Troubleshooting NeMo Auditor#
Use this documentation to troubleshoot issues that can arise when you run audit jobs with NVIDIA NeMo Auditor.
Troubleshooting Audit Jobs#
The first step for troubleshooting audit jobs is to check for audit job progress.
import os from nemo_microservices import NeMoMicroservices client = NeMoMicroservices(base_url=os.getenv("AUDITOR_BASE_URL")) status = client.beta.audit.jobs.get_status(job_id) print(status.model_dump_json(indent=2))
curl "${AUDITOR_BASE_URL}/v1beta1/audit/jobs/${JOB_ID}/status" \ -H "Accept: application/json" | jq
In the following example output, the job is active, but the completed probes value is
0.{ "job_id": "job-5cxic84crn8k1sxf4xaqb2", "status": "active", "status_details": { "progress": { "nprobes": 1, "nprobes_complete": 0 } }, "error_details": null, "steps": [ { "name": "audit", "status": "active", "status_details": {}, "error_details": {}, "tasks": [ { "id": "91479a57c5374c88a4a55be1c3d45c55", "status": "active", "status_details": {}, "error_details": {}, "error_stack": null } ] } ] }
If the message in the job status response does not indicate an error, the next step is to check the logs.
client = NeMoMicroservices(base_url=os.getenv("AUDITOR_BASE_URL")) logs = client.beta.audit.jobs.get_logs(job_id) print("".join(log.message for log in logs.data[-10:]))
curl "${AUDITOR_BASE_URL}/v1beta1/audit/jobs/${JOB_ID}/logs" \ -H "Accept: text/plain"
The logs often report 404 or 429 HTTP status codes.
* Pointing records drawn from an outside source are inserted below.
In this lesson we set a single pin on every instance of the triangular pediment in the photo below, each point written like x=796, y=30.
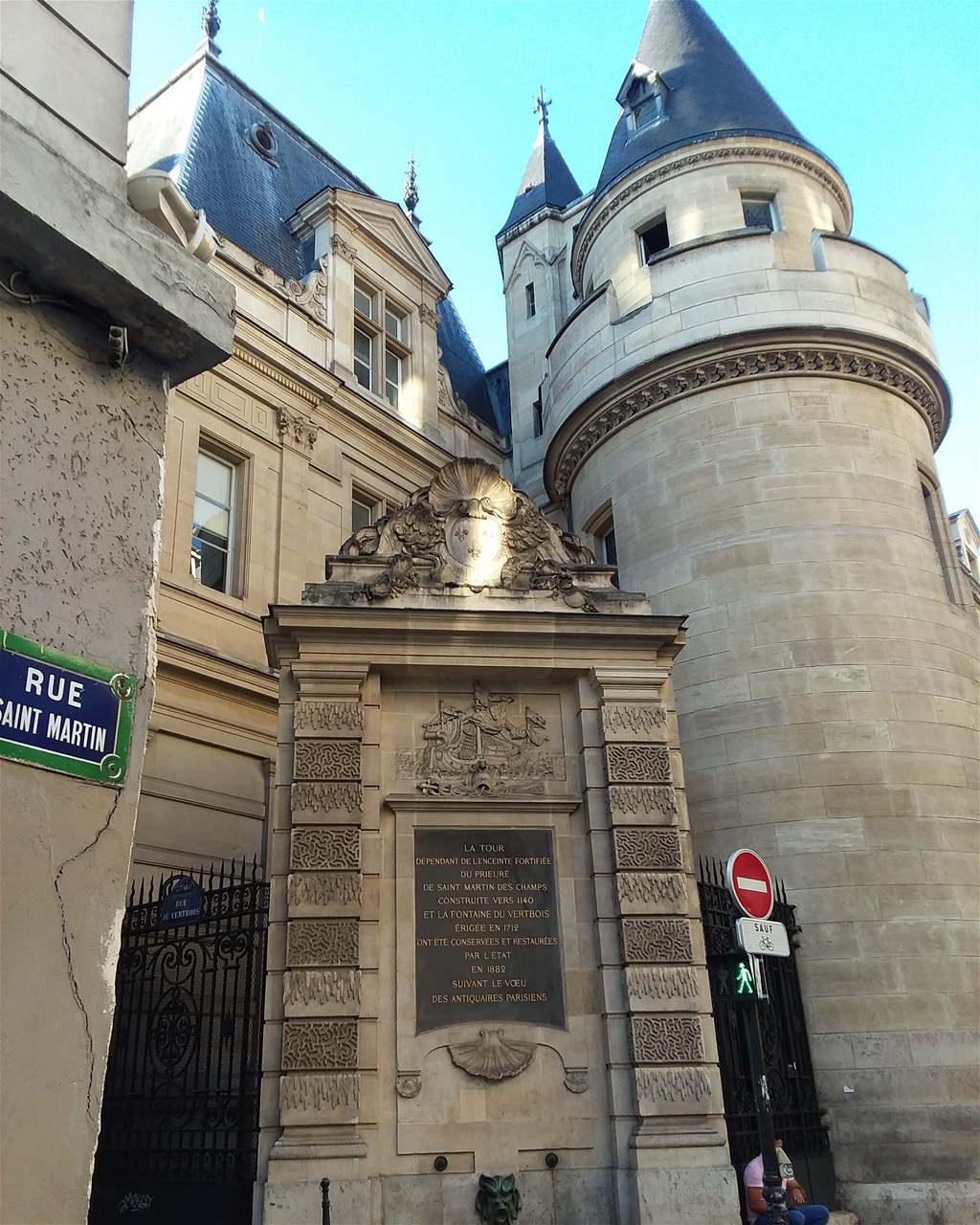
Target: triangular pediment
x=528, y=252
x=641, y=81
x=388, y=224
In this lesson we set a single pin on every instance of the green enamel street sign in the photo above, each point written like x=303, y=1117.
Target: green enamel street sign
x=64, y=713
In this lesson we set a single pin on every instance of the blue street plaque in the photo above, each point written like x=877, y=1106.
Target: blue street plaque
x=64, y=713
x=180, y=902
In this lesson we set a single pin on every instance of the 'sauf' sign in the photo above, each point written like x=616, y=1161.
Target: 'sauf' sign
x=64, y=713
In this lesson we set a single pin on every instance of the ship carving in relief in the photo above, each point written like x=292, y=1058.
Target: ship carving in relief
x=480, y=751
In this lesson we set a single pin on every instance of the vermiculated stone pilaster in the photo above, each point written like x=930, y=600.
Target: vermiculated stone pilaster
x=320, y=1083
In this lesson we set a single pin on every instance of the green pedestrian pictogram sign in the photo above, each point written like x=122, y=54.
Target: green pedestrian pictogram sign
x=736, y=979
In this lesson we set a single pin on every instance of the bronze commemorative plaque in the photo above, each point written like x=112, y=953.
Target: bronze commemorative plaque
x=486, y=927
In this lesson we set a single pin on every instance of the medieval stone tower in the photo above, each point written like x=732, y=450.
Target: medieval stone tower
x=712, y=377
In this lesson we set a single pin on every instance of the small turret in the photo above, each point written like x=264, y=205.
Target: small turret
x=547, y=180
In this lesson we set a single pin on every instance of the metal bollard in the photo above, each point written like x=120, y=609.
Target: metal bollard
x=324, y=1193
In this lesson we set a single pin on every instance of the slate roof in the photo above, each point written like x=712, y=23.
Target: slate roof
x=196, y=127
x=467, y=371
x=546, y=180
x=712, y=92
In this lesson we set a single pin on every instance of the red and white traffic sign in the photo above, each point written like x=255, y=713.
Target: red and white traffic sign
x=750, y=883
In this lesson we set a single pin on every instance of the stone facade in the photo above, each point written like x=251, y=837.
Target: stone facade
x=82, y=447
x=364, y=1093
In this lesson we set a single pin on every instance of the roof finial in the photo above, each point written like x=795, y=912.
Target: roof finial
x=541, y=108
x=210, y=21
x=412, y=190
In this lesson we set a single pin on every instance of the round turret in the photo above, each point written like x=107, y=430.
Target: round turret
x=750, y=401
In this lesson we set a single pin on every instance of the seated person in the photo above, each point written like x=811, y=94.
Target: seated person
x=799, y=1212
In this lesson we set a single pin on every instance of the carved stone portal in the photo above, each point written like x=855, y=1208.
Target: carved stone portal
x=498, y=1199
x=472, y=528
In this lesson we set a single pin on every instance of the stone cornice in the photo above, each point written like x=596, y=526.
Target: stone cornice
x=733, y=360
x=263, y=368
x=795, y=157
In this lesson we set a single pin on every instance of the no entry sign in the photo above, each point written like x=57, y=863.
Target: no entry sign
x=750, y=883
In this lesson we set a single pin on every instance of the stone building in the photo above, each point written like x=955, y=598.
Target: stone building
x=714, y=386
x=100, y=313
For these status codes, check the URI for the job target.
Another trouble scenario is that the target model is unresponsive and connections eventually time out:
2025-09-02 14:19:22,928 DEBUG response_closed.complete 2025-09-02 14:19:22,924 DEBUG Encountered httpx.TimeoutException Traceback (most recent call last): File "/app/.venv/lib/python3.11/site-packages/httpx/_transports/default.py", line 101, in map_httpcore_exceptions yield ...
If the issue is still unclear, get the target for the job and the try to run inference with the target model.
Jobs on Kubernetes#
On Kubernetes, when you start an audit job, the core-api microservice starts an instance of NeMo Auditor microservice as a Kubernetes job. Getting the status for a failed job reports the name of the job and the pod:
{
"job_id": "job-ppdpvptwim5w5b5hxgeumw",
"status": "error",
"status_details": {},
"error_details": {
"pods": [
{
"name": "jobstep-7f5cramwfhfithi9fuieat-5jlnf",
"phase": "Failed",
"conditions": [
{
"type": "PodReadyToStartContainers",
"status": "False",
"reason": null,
"message": null
},
{
"type": "Initialized",
"status": "True",
"reason": null,
"message": null
},
{
"type": "Ready",
"status": "False",
"reason": "PodFailed",
"message": null
},
{
"type": "ContainersReady",
"status": "False",
"reason": "PodFailed",
"message": null
},
{
"type": "PodScheduled",
"status": "True",
"reason": null,
"message": null
}
],
"containers": [
{
"name": "nemo-job-task",
"ready": false,
"restart_count": 0,
"terminated": {
"exit_code": 1,
"reason": "Error",
"message": null
}
}
]
}
]
},
"steps": [
{
"name": "audit",
"status": "error",
"status_details": {},
"error_details": {
"pods": [
{
"name": "jobstep-7f5cramwfhfithi9fuieat-5jlnf",
"phase": "Failed",
"conditions": [
{
"type": "PodReadyToStartContainers",
"status": "False",
"reason": null,
"message": null
},
{
"type": "Initialized",
"status": "True",
"reason": null,
"message": null
},
{
"type": "Ready",
"status": "False",
"reason": "PodFailed",
"message": null
},
{
"type": "ContainersReady",
"status": "False",
"reason": "PodFailed",
"message": null
},
{
"type": "PodScheduled",
"status": "True",
"reason": null,
"message": null
}
],
"containers": [
{
"name": "nemo-job-task",
"ready": false,
"restart_count": 0,
"terminated": {
"exit_code": 1,
"reason": "Error",
"message": null
}
}
]
}
]
},
"tasks": [
{
"id": "f45369be-5a06-4dba-ba9f-8fc49a235092",
"status": "error",
"status_details": {},
"error_details": {},
"error_stack": null
}
]
}
]
}
You can run kubectl logs for the failed pod to get more information about the failed job.